Premiers touchés, derniers prévenus. Au moment où le président émirati de la COP 28 Sultan Al-Jaber a fait retentir son marteau en bois, mettant un terme au sommet ce mercredi 13 décembre, l’alliance des petits Etats insulaires (Aosis) est restée de l’autre côté de la porte. «Nous ne voulions pas interrompre l’ovation, mais nous sommes un peu confus», a admis Anne Rasmussen, représentante des îles Samoa, qui préside l’alliance regroupant entre autres Tuvalu, Vanuatu et Singapour.
«Nous étions en train de travailler dur pour coordonner les 39 petits Etats insulaires en développement […] et nous avons donc été retardés pour venir ici», a-t-elle justifié une fois entrée dans la salle.

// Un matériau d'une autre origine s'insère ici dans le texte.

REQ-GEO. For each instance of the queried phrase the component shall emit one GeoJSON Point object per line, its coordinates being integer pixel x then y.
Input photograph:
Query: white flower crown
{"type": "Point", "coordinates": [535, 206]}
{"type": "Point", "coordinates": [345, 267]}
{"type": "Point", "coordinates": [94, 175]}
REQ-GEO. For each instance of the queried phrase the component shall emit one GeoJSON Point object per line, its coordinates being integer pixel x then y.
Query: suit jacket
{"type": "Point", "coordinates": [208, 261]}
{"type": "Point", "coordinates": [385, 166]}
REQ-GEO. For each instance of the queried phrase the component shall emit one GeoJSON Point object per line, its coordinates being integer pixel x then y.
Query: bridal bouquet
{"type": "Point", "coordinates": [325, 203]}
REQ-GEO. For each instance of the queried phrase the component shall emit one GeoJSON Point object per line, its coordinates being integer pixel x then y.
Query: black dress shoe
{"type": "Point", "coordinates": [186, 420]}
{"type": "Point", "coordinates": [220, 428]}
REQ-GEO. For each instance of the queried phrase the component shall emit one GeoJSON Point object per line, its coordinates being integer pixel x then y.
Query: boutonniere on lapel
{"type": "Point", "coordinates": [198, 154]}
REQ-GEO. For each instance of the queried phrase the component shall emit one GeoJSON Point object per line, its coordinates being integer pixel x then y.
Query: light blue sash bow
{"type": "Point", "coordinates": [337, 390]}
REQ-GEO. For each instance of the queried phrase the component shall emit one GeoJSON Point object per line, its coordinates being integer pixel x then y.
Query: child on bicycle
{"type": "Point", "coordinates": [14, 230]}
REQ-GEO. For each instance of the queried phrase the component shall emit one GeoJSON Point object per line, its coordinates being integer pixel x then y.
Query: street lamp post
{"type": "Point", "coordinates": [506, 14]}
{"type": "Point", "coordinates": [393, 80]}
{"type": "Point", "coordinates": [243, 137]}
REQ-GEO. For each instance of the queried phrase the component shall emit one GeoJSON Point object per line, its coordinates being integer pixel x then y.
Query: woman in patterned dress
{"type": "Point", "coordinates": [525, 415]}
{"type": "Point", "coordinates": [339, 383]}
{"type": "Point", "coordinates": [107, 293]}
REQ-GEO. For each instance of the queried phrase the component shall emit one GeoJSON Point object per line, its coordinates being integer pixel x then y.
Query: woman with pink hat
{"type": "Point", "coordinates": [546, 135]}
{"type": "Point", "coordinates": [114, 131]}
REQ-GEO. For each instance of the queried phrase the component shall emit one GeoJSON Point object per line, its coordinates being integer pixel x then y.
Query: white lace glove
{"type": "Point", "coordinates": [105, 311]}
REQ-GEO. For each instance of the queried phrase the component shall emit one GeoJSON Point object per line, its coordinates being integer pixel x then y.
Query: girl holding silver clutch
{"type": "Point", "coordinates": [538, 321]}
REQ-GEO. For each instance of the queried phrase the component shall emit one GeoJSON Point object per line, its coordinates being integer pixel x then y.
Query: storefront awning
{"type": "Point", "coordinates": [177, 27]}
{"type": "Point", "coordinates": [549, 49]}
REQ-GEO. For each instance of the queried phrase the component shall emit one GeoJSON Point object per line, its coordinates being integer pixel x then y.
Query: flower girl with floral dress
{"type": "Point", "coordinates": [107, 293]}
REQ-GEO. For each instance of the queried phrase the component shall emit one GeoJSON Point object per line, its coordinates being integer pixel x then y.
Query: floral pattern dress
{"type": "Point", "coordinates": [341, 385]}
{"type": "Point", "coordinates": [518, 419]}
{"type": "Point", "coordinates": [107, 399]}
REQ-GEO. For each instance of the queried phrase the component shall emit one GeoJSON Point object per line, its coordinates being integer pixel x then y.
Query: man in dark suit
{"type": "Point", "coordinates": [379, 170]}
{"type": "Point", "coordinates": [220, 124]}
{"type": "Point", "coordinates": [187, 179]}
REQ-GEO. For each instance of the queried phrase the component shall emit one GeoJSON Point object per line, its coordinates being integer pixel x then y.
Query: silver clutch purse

Refusant pour autant de s’abstenir, la représentante a tenu à lire, émue, le discours qu’elle avait prévu de délivrer avant l’adoption. «Nous sommes arrivés à la conclusion que le changement de trajectoire dont nous avons besoin n’a pas été assuré», a fustigé Anne Rasmussen, rappelant que les nations de l’Aosis «sont affectées de manière disproportionnée par le changement climatique».
«Nous avons fait un pas en avant par rapport au statu quo mais c’est d’un changement exponentiel dont nous avions vraiment besoin», a insisté Anne Rasmussen. Sa déclaration a été conclue par de longs applaudissements de la part de représentants européens et d’autres nations, ainsi que par des représentants de la société civile, unanimement debout au fond de la salle. Quelques minutes seulement après l’ovation qui avait accompagné la conclusion de l’accord.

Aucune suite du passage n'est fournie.